Discovered your site yesterday from a HN link, read a number of your posts including this one… find a similar vibe to SSC that I’ve been reading from years, turns out you’re in that tribe!
Just wanted to say I much appreciated your writing, and the precision and raw candidness with which you share so many intimate things about you, from your past, to healing of trauma, to sex work, to psychedelic and spiritual explorations. I don’t know if you have heard this enough, but you are really really bright. Thanks for some of the best stuff I’ve ever read on consciousness and emotional maturation.
Btw you’re also very good at shining light on uncomfortable spots. Like the fact that I probably wouldn’t have paid as much attention to your writing if you weren’t a sexy woman… and that’s without even seeing your picture! Fucking DNA, literally.
This article was a fantastic read. You always write well on interesting topics.
This line on how to sell yourself had me in stiches;
“you will become enlightened by plowing her platonic ideal of a pussy.”
Absolutely one of the most interesting people I read.
Thanks, this was a great read! What did you use to calculate the likelihood ratios for the correlations?
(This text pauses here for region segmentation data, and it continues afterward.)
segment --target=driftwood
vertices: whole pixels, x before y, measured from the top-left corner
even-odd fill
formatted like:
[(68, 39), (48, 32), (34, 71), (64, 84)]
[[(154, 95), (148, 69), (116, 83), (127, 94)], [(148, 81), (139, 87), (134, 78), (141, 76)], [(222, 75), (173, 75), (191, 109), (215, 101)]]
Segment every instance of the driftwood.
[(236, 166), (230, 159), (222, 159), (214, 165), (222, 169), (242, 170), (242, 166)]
Intuitively, I would think that they are just 1 / p-value (or maybe 2 / p-value)?
Perfect article 10/10, very good I read it all, some people will never notice this insights.
Is “whorelord” a pun on “warlord”?
From the other perspective, is there any advice that you’d give to someone hoping to be a “good client” of an escort? (Although I imagine “caring at all about not being terrible” is something the actually terrible clients usually lack…)
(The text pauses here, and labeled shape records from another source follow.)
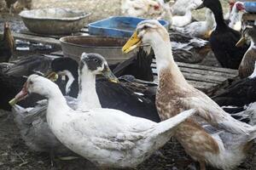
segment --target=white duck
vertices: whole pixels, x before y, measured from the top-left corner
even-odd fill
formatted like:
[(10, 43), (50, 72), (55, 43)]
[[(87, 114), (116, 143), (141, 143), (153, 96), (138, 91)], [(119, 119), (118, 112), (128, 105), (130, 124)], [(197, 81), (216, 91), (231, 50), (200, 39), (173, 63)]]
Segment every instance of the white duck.
[[(80, 70), (108, 74), (107, 63)], [(195, 110), (155, 123), (113, 109), (75, 111), (67, 105), (58, 86), (44, 77), (32, 75), (16, 95), (22, 99), (28, 94), (39, 94), (49, 99), (47, 122), (56, 138), (67, 148), (102, 167), (135, 167), (165, 144), (175, 127), (193, 115)]]
[(199, 7), (201, 3), (201, 0), (177, 0), (171, 7), (171, 11), (173, 15), (184, 15), (187, 12), (188, 5), (194, 3), (195, 8)]
[(228, 170), (242, 162), (256, 138), (256, 127), (232, 118), (188, 83), (173, 60), (169, 34), (157, 20), (139, 23), (123, 50), (127, 53), (141, 43), (150, 44), (155, 54), (156, 105), (161, 119), (176, 116), (177, 110), (198, 109), (200, 117), (188, 119), (174, 134), (185, 151), (200, 162), (201, 170), (206, 169), (206, 163)]
[(215, 19), (210, 9), (206, 10), (206, 20), (195, 21), (183, 28), (177, 27), (176, 30), (181, 33), (201, 38), (209, 38), (211, 31), (214, 29)]
[(241, 18), (244, 13), (246, 13), (246, 11), (243, 3), (236, 2), (230, 13), (230, 22), (229, 23), (229, 26), (237, 31), (240, 31), (241, 29)]
[(160, 6), (153, 0), (123, 0), (121, 13), (126, 16), (149, 17), (160, 14)]
[[(186, 13), (183, 16), (172, 16), (171, 26), (172, 27), (183, 27), (191, 23), (192, 21), (192, 10), (196, 8), (196, 5), (195, 3), (191, 3), (189, 6), (186, 5)], [(171, 17), (170, 17), (171, 19)]]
Hey Doug, what a great question! I’m fairly new to being an escort – I’m sure Aella has more to say and I’d love to hear it – but here are my thoughts.
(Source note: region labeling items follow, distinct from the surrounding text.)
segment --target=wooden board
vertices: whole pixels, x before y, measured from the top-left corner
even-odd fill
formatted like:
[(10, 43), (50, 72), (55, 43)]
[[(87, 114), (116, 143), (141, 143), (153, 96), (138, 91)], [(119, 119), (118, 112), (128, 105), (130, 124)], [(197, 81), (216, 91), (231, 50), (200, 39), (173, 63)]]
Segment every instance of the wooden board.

Think of it like this: how do you behave as a “good client” of, say, your barber? A lot of the same etiquette applies. It’s not about what you give (although tipping is much appreciated and stands out!) but how you graciously receive.
For one, be kind and express gratitude. There’s no need to be stilted and ritualistically formal in your interactions in person. Just let us understand you view us as a person kindly agreeing to provide a service, not a doll for rent that lets anyone do anything.
The other consideration, as with your barber, is not to make our job harder. Be clean and smell decent. Show up on time; leave on time. Stick to the plan. Don’t act like the rules don’t apply to you. And yes, this means don’t haggle – this is common practice in some services, but NOT escorting, and many will feel disrespected and refuse to consider you if you even try.
The “how do you treat your barber” approach goes a long way to explain what a courteous transaction looks like. But by nature of this work, there are some more specific issues as well.
One is inappropriate conversation. It’s fine to ask your barber about his family, or worst experience on the job, or how he likes his job, or what got him into this job. The answers to these may be highly personal for an escort. Sex workers have pressure to maintain privacy for their and their loved ones’ safety and to maintain a crafted image for the fantasy’s sake, and prying into personal matters can be upsetting. (The “worst experience” is often something quite scarring, not a casual haha moment.)
The other is the blurring of boundaries. Clients don’t want to feel like they’re just clients like a barber’s – they want to feel a real intimate connection with an individual. So it may be hard to remember that this is a contained agreed-upon transaction. Clients may expecting texting around the clock and even unpaid “regular” dates. It may be construed as disrespectful to even attempt, showing that one doesn’t understand how these arrangements are supposed to work. If a provider actually wants to go further, she’ll let you know.
Did I miss anything? Hope this helps!